気温20度で毛糸帽子 米でワクチン接種のため老女に変装した女性に警告

 米フロリダ州で、新型コロナウイルスのワクチン接種を受けるために老人に変装した34歳と44歳の女性が、変装がバレて警告を受けていたことが20日、分かった。

 地元メディアなどによると2人は現地時間17日、接種会場を車で訪問。帽子に手袋、メガネ着用という“いかにも”という格好だったことや、当日は20度近い気温にもかかわらず1人は毛糸の帽子をかぶっていたことから、接種担当者が不審視した。詳しく調べたところ、接種カードと運転免許証の生年月日が違っていた。同州で現在接種を受けられるのは、65歳以上の高齢者と医療従事者、基礎疾患を持つ人のみとなっている。

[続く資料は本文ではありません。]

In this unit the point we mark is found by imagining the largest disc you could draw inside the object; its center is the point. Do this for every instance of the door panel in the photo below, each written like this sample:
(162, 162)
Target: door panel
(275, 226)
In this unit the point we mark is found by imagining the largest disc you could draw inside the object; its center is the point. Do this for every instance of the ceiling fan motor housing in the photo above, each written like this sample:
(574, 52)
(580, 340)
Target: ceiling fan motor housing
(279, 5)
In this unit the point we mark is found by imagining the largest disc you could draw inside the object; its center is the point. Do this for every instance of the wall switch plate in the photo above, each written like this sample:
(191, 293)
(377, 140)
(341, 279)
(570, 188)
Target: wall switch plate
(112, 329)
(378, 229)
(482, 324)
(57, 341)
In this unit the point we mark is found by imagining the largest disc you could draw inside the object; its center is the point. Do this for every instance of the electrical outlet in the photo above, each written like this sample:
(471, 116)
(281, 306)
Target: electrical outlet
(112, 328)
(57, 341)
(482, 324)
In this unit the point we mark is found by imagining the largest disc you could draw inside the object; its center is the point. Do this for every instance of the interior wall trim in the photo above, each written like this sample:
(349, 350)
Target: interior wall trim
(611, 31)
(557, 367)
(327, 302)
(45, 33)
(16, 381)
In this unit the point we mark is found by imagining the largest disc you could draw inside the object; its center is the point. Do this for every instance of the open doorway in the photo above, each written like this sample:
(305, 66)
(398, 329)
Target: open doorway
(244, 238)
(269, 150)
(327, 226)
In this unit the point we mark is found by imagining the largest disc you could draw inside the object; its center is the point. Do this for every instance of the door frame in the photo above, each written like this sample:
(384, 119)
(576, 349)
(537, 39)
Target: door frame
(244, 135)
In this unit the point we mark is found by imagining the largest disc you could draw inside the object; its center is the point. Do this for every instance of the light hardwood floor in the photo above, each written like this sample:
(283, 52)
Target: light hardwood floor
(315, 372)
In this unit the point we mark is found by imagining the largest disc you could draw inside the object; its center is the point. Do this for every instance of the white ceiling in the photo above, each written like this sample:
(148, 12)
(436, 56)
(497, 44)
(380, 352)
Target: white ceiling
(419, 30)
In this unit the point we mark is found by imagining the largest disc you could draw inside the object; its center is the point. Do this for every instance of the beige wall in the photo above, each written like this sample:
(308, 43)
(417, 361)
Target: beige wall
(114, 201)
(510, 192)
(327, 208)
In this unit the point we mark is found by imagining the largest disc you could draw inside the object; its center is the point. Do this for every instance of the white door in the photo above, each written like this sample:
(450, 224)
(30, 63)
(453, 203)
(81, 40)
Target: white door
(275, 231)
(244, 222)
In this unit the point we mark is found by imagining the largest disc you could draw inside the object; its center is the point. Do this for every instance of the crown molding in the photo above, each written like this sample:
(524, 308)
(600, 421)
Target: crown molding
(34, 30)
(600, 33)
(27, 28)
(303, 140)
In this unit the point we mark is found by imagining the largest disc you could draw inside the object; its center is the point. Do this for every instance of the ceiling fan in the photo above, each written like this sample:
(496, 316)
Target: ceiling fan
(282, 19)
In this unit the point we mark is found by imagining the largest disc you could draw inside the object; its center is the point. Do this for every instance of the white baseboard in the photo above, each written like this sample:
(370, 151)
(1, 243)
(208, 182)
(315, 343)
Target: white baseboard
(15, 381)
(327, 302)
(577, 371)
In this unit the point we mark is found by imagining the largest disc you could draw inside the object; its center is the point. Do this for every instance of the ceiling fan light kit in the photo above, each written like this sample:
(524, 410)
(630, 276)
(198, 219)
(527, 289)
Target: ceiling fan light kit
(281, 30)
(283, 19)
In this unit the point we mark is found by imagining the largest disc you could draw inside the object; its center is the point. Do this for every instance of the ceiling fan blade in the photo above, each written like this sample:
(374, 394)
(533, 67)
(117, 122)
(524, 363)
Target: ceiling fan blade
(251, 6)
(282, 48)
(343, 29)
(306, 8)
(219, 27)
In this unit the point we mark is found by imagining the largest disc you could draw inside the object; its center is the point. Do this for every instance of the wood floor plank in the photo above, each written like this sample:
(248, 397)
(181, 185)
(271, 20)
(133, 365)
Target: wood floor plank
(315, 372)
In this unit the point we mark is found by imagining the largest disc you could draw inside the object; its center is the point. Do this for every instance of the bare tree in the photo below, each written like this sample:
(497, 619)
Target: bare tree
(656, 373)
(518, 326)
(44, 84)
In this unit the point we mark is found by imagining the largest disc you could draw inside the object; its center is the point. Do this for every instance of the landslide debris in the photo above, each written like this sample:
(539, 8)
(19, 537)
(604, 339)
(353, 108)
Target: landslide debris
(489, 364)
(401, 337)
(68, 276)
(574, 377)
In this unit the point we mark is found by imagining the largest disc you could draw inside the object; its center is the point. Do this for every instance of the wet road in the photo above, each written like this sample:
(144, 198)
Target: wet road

 新型コロナのワクチンは2回接種が原則で、2人が受けようとしたのは2回目。1回目はどのようにして係員の目をくぐり抜けたのか不明だが、2回目は失敗に終わった。地元警察は「自分たちが何をしたのか分かっているのか。あなたたちより必要としている人からワクチンを盗んだんだぞ!」と厳しく説教。接種会場へ不法侵入した罪で警告したが、起訴はされていない。

 同州の新型コロナによる死者は3万人弱で、全米の州では4番目に多い。2人の他にも、男性が同名の父にふんして接種を受けようとしたり、接種会場から帰宅する看護師などに「余りがないか?」と近づく不審者もいるという。